Gene regulatory network underlying endomesoderm specification inS. purpuratus embryos:  Many of the individual projects reported below are contributing to understanding of this GRN. At present, over 60 regulatory and signaling genes have been linked into this network.  The architecture of the network is emerging from an interdisciplinary approach in which high resolution spatial and temporal regulatory gene expression data are combined with perturbation data obtained by gene expression knockouts and the results of cis-regulatory analysis to provide a causal explanation of the observed embryology.  A model of the GRN through time is emerging which indicates the inputs and outputs of the cis-regulatory elements at its key nodes.  This model essentially provides the genomic regulatory code for specification of the endomesodermal territories of the embryo, up to gastrula stage (30 h after fertilization). This year we published the dynamic mechanism by which the endoderm/mesoderm fate decision is made, as well as that by which future anterior vs. posterior endoderm is specified. As of late 2011, the pre-gastrular skeletogenic lineage GRN and the endodermal GRNs are largely solved. The endodermal GRN project is now focused on the specification of the development of the post-gastrular gut, which consists of many distinct regions (foregut, midgut, hindgut, sphincters, blastopore/anus region).
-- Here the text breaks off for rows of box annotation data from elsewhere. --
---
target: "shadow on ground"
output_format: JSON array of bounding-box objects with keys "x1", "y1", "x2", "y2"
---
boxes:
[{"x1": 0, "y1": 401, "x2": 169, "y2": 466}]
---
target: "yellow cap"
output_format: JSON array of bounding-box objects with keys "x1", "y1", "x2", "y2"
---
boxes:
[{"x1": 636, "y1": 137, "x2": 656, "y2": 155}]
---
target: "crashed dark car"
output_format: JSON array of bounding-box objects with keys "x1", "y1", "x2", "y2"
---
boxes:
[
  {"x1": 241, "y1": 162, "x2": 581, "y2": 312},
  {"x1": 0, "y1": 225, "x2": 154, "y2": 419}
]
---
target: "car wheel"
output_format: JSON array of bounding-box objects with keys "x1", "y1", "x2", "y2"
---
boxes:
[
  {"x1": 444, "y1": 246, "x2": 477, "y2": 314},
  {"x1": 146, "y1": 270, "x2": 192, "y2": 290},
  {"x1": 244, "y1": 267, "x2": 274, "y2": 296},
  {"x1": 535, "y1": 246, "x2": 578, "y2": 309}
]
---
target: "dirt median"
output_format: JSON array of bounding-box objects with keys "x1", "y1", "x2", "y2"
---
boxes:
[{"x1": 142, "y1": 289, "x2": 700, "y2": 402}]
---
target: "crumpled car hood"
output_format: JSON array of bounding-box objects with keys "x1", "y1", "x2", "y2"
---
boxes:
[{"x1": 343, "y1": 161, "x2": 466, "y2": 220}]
The initial major effort is to achieve a comprehensive determination of the dynamic regulatory states of these regions. Within the next year the pre-gastrular oral and aboral mesodermal GRNs, which produce different mesodermal cell types, will have been brought to a similar level of completeness as the pre-gastrular endodermal GRNs, including a complete analysis of mesodermal Notch target genes. (endoderm: Dr. Isabelle Peter, Jonathan Valencia, Miao Cui, Jina Yun, Natnaree Siriwon; mesoderm: Dr. Andrew Ransick, Dr. Stefan Materna*) *Graduated 2011

Dynamic Boolean model of endomesoderm gene regulatory network:  We have constructed a dynamic model representing the control system operative in life, such that the regulatory response capabilities of each gene in the endomesoderm GRN are formalized in a vector equation indicating the inputs and logic processing functions executed by the relevant genomic cis-regulatory module(s).  The vector equations encompass all the regulatory interrelations stated explicitly in the GRNs, and the model as a whole provides a direct test of the overall completeness of the experimental analysis underlying the GRN. Original strategies for incorporation of signaling interactions, embryonic geometry, and lineage, were devised. A wholly novel computational and graphic display apparatus was created to support model operations. Each hour the outputs of every gene in the model (if any) are computed from the inputs available then, for each endomesodermal spatial domain (skeletogenic, oral and aboral mesoderm, anterior and posterior endoderm); thus the model computes the dynamically changing regulatory states of the embryo. The relation between real time and change in transcriptional status had been calculated for sea urchin embryos earlier, in a first principles kinetic model (Bolouri and Davidson, PNAS, 2003), and these kinetics were applied to the temporal animation of the Boolean model. The results thus far are as follows: i, The model perfectly predicts the observed spatial domain of expression of each gene throughout the endomesodermal domains. ii,The model recreates the temporal dynamics directly observed for the spatial patterns of expression of almost all genes, with a few exceptions; thus the model demonstrates by direct comparison between data and observation that the GRNs are essentially complete (the oral and aboral GRNs only up to 18 h, the remainder to 30 h). iii, The model immediately pinpoints exactly where gaps in our knowledge remain. iv, The model can be used for in silico perturbation of the effects of gene knockouts and experimental embryology, and thus we have shown that it almost perfectly predicts the regulatory changes occasioned by certain gene over-expressions and gene knockouts, and even recreates the regulatory results of a famous experiment in which transplantation of early cleavage skeletogenic cells from the vegetal to the animal pole produces a second perfectly organized endomesoderm. (Dr. Isabelle Peter, Dr. Emmanuel Faure, Eric Davidson)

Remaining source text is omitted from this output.